Recent events in Tunisia have shown that the country continues to violate its commitments under the United Nations Charter and the Universal Declaration of Human Rights to respect free speech and press freedom.
On 6 April, eight Internet users were sentenced to prison terms of up to 26 years by a Tunis court. The convicted Internet users were accused of promoting terrorist attacks on the sole basis of files they downloaded from the Internet. Among the eight sentenced persons, seven were aged between 17 and 22 at the time of their alleged offences.
On 27 March, police dispersed members of human rights and political opposition groups who had gathered in front of the state broadcaster’s headquarters in Tunis. The demonstration, led by a group of ten organisations and five political parties, was part of a national press freedom campaign that is currently underway. Protesters wanted to hand over a letter to the director of the state broadcaster demanding that civil society groups be granted access to the Tunisian airwaves. Police dispersed the protesters less than an hour after the start of the demonstration.
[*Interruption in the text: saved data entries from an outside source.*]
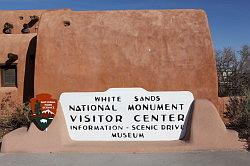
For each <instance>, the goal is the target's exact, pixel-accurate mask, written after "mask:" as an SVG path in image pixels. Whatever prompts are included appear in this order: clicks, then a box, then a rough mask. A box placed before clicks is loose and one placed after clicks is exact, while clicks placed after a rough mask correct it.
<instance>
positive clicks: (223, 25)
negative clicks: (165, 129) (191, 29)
mask: <svg viewBox="0 0 250 166" xmlns="http://www.w3.org/2000/svg"><path fill="white" fill-rule="evenodd" d="M60 8H70V9H72V10H129V9H187V8H191V9H203V10H205V11H206V13H207V15H208V19H209V24H210V28H211V31H212V37H213V42H214V46H215V49H222V48H223V47H228V46H231V47H233V48H234V49H236V50H237V49H239V48H240V47H241V46H242V45H243V44H248V45H250V1H249V0H0V10H21V9H22V10H23V9H27V10H28V9H60Z"/></svg>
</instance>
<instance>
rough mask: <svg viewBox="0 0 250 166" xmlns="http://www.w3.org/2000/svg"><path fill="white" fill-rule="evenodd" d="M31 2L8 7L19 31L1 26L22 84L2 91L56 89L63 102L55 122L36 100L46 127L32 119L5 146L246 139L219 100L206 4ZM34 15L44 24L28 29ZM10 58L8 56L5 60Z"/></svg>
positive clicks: (128, 142) (195, 146)
mask: <svg viewBox="0 0 250 166" xmlns="http://www.w3.org/2000/svg"><path fill="white" fill-rule="evenodd" d="M24 12H25V11H20V12H18V13H15V12H12V11H11V12H6V11H3V12H2V13H0V18H3V19H0V23H1V24H3V25H4V23H5V22H11V21H12V19H13V20H18V21H17V23H15V24H13V26H14V29H13V34H1V35H0V39H1V40H0V42H1V41H3V42H2V45H3V48H4V49H0V53H1V54H0V55H7V54H8V53H9V52H13V53H15V54H17V55H18V60H17V61H16V62H15V63H17V65H16V68H17V73H18V74H17V75H18V76H19V77H17V78H16V79H17V85H18V86H17V87H14V89H13V88H4V87H0V89H1V91H0V94H2V92H6V91H9V89H11V90H12V92H13V94H15V95H16V96H17V98H18V100H17V101H20V100H22V99H23V101H24V102H25V101H27V100H28V99H31V98H34V97H35V96H36V95H38V94H43V93H48V94H51V95H52V98H53V99H57V100H58V101H59V102H58V105H57V109H56V115H55V116H54V118H53V121H52V122H51V124H50V125H49V126H48V123H47V124H46V125H45V123H46V122H50V121H48V120H50V119H46V118H43V116H40V113H41V112H42V113H43V111H44V113H46V112H49V111H46V109H45V110H40V111H39V109H37V110H38V112H37V113H38V115H39V116H40V117H38V118H37V119H36V121H37V122H39V123H40V122H41V123H42V124H43V125H44V126H43V127H42V128H41V129H42V130H44V131H41V130H39V129H38V128H37V127H36V126H35V125H34V124H33V123H32V124H31V126H30V128H29V129H27V128H25V127H22V128H19V129H17V130H14V131H12V132H10V133H8V134H7V135H5V136H4V138H3V141H2V147H1V152H133V153H137V152H166V151H191V150H207V149H209V150H214V149H220V150H223V149H225V150H232V149H241V148H242V143H240V142H238V141H237V139H238V137H237V133H235V132H231V131H228V130H227V129H226V127H225V125H224V123H223V122H222V120H221V118H220V116H219V113H218V110H217V108H216V107H217V102H218V95H217V93H218V84H217V75H216V65H215V56H214V50H213V44H212V40H211V35H210V31H209V25H208V20H207V16H206V14H205V12H204V11H202V10H192V9H190V10H139V11H136V10H133V11H126V10H124V11H77V12H74V11H70V10H55V11H36V14H32V11H29V12H27V13H26V14H24ZM13 13H15V14H13ZM6 15H10V16H9V17H6ZM20 15H23V17H24V19H23V20H20V18H19V16H20ZM32 15H37V16H39V24H38V23H36V24H35V25H37V26H34V27H32V28H31V29H30V32H37V33H32V34H31V33H30V34H19V32H21V30H22V25H23V23H24V22H23V21H25V22H27V21H28V20H30V19H28V18H29V17H27V16H32ZM10 18H11V20H8V19H10ZM15 27H16V28H15ZM37 30H38V31H37ZM6 41H8V42H6ZM13 43H14V46H15V47H13ZM18 43H21V44H22V46H16V45H18ZM6 60H7V59H6V57H5V56H0V64H1V63H5V61H6ZM0 67H1V66H0ZM13 80H15V79H13ZM137 87H138V88H137ZM0 97H1V96H0ZM35 98H36V97H35ZM35 101H36V100H35ZM38 101H39V100H38ZM48 101H50V100H48ZM47 104H50V103H47ZM34 106H35V105H34ZM40 106H41V105H40ZM44 106H45V105H44ZM52 106H53V105H52ZM45 107H46V106H45ZM48 107H51V105H50V106H48ZM36 108H40V107H39V104H37V107H36ZM52 112H53V111H52ZM34 116H35V117H36V115H34ZM50 116H51V115H50ZM48 118H51V117H48ZM41 123H40V124H41ZM38 126H39V125H38ZM46 127H47V128H46ZM45 128H46V129H45Z"/></svg>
In the beginning of March, the International Federation of Journalists (IFJ), the world’s largest journalists’ group, announced the suspension and provisional expulsion of the state-oriented Tunisian Journalists’ Association (AJT) from membership in the IFJ, following complaints over the failure of the AJT to adequately defend the rights of journalists in Tunisia.
The January attack on journalist and press freedom activist Sihem Bensedrine by three unknown assailants illustrates one of the more direct forms of pressure journalists must contend with in Tunisia.
Unless Tunisia respects human rights, notably freedom of expression and press freedom, plans to meet in Tunis should be abandoned. The summit should be transferred to a country known to respect press freedom, or cancelled altogether.